Review of Jose Armando Garcia Sancio's std.log
Robert Jacques
sandford at jhu.edu
Tue Mar 6 14:07:01 PST 2012
On Tue, 06 Mar 2012 13:32:37 -0600, Jose Armando Garcia
<jsancio at gmail.com> wrote:
> On Mon, Mar 5, 2012 at 5:30 PM, Steven Schveighoffer
> <schveiguy at yahoo.com> wrote:
>> On Mon, 05 Mar 2012 20:22:05 -0500, so <so at so.so> wrote:
>>
>>> On Monday, 5 March 2012 at 23:51:29 UTC, Steven Schveighoffer wrote:
>>>>
>>>> On Mon, 05 Mar 2012 18:30:03 -0500, David Nadlinger
>>>> <see at klickverbot.at>
>>>> wrote:
>>>>
>>>>> On Monday, 5 March 2012 at 21:55:08 UTC, Steven Schveighoffer wrote:
>>>>>>
>>>>>> The log aliases use names that are too common. I think log.info is
>>>>>> a
>>>>>> better symbol for logging than just 'info', which could be a symbol
>>>>>> in a
>>>>>> myriad of places. Given that D's symbol lookup rules allow
>>>>>> shadowing of
>>>>>> global symbols, this does not work out very well.
>>>>>
>>>>>
>>>>> Originally, the code used log!info and so on, but it was changed to
>>>>> the
>>>>> current design right after review begin, the rationale being that
>>>>> you could
>>>>> always use »import log = std.log« if you want the extra namespace.
>>>>
>>>>
>>>> That doesn't help. Software isn't static.
>>>>
>>>> import std.log;
>>>> import other; // defines B
>>>>
>>>> class A : B
>>>> {
>>>> void foo()
>>>> {
>>>> info("some info message"); // error! int isn't a function!
>>>> }
>>>> }
>>>>
>>>> other.d:
>>>>
>>>> class B
>>>> {
>>>> int info; // added later
>>>> }
>>>
>>>
>>> That is not a counter-argument to something related to this library but
>>> everything that lies in global namespace.

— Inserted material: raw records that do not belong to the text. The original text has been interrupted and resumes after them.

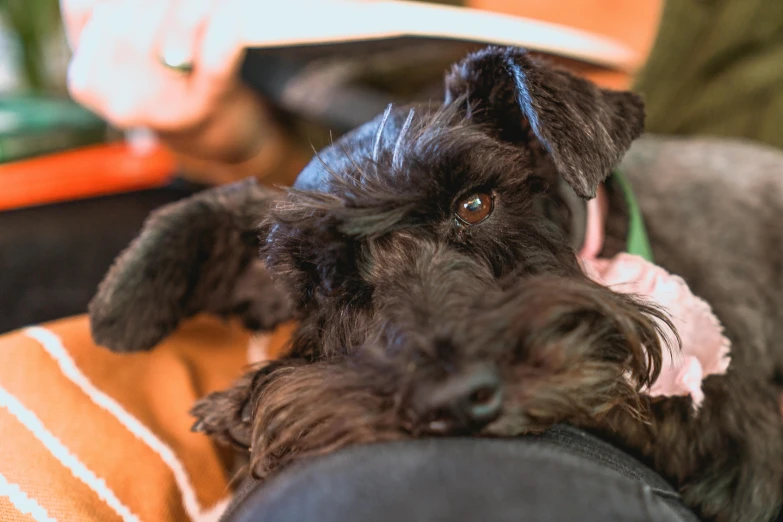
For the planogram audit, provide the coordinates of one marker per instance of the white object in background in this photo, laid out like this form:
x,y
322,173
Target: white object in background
x,y
350,20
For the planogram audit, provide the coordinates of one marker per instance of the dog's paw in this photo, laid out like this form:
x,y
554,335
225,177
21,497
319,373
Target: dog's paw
x,y
227,416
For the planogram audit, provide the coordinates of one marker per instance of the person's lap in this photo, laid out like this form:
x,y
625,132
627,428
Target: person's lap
x,y
563,475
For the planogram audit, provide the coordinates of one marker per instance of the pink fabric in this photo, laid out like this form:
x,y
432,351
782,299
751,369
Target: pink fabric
x,y
705,350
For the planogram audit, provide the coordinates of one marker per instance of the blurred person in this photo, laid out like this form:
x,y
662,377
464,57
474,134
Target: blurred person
x,y
173,67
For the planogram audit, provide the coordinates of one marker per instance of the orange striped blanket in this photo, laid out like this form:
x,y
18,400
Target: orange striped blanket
x,y
88,435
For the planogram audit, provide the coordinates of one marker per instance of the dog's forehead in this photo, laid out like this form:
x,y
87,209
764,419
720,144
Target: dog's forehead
x,y
356,146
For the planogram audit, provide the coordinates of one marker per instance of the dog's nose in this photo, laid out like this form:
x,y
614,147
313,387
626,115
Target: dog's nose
x,y
468,400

>>> At its first state both severity levels and the "log" was in global
>>> namespace. Now only severity levels.
>>>
>>> You are also overlooking one crucial fact that this library will be
>>> part
>>> of phobos, standard library. Which requires everyone to adopt. When
>>> you see
>>> codes like this (below), you don't blame standard library designers do
>>> you?
>>>
>>> using namespace std;
>>> int cout;
>>
>>
>> Except 'info', 'error', 'warning' are all common names, likely to be a
>> very
>> attractive name for something that has nothing to do with (or cares
>> about)
>> logging. cout is not a common name or even an english word, so it's
>> unlikely someone has or wants to create a cout member.
>>
> Actually, I see this more as argument as to why cout is a horrible
> name for a symbol in std.stdio. I suspect that the only reason that it
> is there is to keep C developer migrating to D happy. It should
> probably just be "out" like Java (System.out) and C# (Console.Out).
D doesn't have a cout, in stdio or elsewhere.